Some years back my daughter took my granddaughters to a museum in Rochester, NY, where they stood before some gadget or machine that registers body temperature. She was not surprised to see that one of the girls gave off an almost solid red color that showed she was, as it were, burning hot, had a very active metabolism. Though smaller than her fraternal twin sister, she eats like a veritable horse, and is always on the go. By contrast my daughter and the other granddaughter were much more blue-to-yellow with a few hot spots. I have no doubt I would be very blue-to-yellow.
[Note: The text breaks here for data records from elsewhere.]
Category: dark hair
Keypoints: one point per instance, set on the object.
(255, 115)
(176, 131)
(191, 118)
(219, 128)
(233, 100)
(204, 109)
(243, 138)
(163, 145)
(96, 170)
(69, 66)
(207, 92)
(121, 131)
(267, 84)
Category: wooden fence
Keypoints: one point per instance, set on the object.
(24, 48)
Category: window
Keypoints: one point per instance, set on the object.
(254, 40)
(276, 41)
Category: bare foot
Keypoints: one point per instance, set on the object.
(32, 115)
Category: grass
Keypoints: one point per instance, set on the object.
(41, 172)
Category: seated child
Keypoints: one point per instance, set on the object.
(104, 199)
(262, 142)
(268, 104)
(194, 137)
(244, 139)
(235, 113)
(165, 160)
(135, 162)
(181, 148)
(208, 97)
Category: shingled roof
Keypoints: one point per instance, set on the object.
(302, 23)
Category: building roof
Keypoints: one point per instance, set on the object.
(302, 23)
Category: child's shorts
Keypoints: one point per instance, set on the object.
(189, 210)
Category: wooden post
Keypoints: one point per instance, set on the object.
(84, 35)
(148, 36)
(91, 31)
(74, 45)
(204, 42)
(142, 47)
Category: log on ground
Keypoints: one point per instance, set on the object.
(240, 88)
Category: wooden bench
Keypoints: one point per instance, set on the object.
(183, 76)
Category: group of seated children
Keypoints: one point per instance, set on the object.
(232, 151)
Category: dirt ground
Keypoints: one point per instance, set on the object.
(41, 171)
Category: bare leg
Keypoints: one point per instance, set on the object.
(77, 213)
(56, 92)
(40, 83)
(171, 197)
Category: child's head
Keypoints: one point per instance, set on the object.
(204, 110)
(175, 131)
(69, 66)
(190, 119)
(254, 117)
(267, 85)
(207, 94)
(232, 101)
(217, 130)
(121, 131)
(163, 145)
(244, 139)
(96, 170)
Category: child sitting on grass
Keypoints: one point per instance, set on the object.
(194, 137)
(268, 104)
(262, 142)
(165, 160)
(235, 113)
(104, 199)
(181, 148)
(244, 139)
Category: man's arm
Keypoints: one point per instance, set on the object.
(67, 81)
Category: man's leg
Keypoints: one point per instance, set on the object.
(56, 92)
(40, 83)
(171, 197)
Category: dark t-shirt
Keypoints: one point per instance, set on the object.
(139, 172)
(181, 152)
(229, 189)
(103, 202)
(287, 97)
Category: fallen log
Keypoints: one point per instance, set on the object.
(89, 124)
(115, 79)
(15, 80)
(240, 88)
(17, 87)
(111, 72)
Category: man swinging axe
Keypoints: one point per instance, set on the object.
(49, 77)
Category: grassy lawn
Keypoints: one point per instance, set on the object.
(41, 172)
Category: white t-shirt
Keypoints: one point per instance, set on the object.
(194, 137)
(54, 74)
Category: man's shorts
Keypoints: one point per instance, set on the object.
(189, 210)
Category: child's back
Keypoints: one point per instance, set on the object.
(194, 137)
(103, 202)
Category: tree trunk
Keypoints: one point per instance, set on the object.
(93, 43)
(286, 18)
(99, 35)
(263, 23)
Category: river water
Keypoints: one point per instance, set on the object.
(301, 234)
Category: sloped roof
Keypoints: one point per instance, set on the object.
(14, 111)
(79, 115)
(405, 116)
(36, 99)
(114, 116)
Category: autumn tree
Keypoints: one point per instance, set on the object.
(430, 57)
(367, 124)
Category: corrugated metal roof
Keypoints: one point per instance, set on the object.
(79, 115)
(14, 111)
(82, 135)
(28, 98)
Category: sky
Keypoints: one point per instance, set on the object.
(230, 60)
Metabolism matters. A couple of studies have demonstrated that for a person who is naturally very thin, as is the paternal side of my family, in tests where they over fed them by several thousand calories, the thin people seemed to just throw off most of the excess, and did not gain more than a very few pounds if any; while people who were life-long plump people readily gained weight.
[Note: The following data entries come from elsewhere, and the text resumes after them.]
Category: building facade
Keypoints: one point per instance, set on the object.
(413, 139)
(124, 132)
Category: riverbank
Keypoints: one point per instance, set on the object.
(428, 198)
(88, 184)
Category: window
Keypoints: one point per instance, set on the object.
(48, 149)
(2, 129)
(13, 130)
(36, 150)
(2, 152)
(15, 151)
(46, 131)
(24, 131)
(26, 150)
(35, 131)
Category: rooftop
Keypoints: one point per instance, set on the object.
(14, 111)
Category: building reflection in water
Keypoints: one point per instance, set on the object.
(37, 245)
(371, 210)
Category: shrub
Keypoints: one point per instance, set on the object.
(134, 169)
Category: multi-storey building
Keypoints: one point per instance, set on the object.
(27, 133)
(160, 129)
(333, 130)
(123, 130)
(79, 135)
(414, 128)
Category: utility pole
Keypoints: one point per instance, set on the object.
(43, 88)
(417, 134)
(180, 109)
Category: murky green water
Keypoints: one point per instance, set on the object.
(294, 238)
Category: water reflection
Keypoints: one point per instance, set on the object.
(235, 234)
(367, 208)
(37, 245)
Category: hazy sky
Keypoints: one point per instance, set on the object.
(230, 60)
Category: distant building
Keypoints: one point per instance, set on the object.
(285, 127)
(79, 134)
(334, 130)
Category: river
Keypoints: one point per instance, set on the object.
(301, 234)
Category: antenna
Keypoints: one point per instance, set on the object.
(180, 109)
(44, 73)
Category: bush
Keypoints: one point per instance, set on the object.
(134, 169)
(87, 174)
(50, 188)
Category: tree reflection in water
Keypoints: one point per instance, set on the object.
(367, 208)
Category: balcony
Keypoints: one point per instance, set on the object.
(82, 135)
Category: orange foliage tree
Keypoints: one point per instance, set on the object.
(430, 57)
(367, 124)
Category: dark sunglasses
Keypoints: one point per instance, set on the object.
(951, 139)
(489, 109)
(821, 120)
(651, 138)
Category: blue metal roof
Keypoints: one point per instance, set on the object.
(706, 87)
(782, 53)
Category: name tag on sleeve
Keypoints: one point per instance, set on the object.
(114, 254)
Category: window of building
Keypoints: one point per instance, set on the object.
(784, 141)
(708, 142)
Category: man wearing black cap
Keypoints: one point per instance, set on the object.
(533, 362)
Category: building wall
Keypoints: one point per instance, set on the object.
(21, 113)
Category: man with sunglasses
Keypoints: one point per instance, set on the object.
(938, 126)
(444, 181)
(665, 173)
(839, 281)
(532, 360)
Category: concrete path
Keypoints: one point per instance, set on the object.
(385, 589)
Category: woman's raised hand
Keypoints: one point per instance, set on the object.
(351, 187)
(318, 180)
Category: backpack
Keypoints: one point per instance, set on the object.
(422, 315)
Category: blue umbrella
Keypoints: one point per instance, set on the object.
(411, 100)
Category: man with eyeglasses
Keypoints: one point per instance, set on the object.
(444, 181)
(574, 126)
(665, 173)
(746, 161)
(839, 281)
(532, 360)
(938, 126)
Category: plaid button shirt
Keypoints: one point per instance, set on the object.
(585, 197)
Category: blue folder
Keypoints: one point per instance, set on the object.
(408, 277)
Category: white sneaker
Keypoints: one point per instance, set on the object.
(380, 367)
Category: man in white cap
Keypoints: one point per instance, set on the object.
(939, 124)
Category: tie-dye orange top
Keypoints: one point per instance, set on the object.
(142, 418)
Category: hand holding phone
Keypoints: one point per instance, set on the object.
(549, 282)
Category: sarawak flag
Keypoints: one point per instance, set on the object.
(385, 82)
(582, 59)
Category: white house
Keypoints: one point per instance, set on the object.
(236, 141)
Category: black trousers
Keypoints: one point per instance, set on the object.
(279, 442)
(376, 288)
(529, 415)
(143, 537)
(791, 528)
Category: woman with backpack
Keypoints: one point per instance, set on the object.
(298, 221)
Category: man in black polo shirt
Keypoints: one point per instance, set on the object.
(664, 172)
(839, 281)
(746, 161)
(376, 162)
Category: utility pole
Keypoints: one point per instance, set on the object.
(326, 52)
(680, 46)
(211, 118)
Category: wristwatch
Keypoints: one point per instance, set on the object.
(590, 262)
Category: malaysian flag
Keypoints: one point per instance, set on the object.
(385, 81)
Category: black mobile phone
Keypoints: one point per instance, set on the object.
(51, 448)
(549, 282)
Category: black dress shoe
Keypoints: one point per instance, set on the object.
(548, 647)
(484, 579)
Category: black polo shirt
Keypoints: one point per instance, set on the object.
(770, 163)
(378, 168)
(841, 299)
Now, it may be that a very thin person who over-eats, especially of highly refined sugars/starch, long enough can upset their natural metabolisms and begin to put on weight, indeed we all probably know people who were very thin until late middle age when they began to put on weight.
I was thin for over half of my life until I had a serious illness, and from that point onward weight became a struggle. I doubt that anyone can really appreciate the struggles of someone who easily gains weight, has migraine headaches, or any number of problems unless s/he has had some experience of that struggle.
Metabolism, though, is tricky. For even if you have a cold running system one’s metabolism is not an excuse for letting go, giving in, avoiding the work it takes to get in control of health. Metabolism is a stumbling block, a pain in the backside, a mountain to climb, but it is not an excuse to do nothing. Think of all the things that work well. Do you have great hair, nails, good eyesight-smell-taste, a good mind, etc.? We each are made up of the good and less than good in the sum of our parts. For example, I have great eyesight, but terribly soft teeth (I have enough money in my mouth to buy a high-end car!).
One’s metabolism is simply either in the great, okay, or lousy category. We deal. Circumspection is a great gift. Would you trade your sugar/weight issues for being hard of hearing or blind? I think it unlikely anyone would.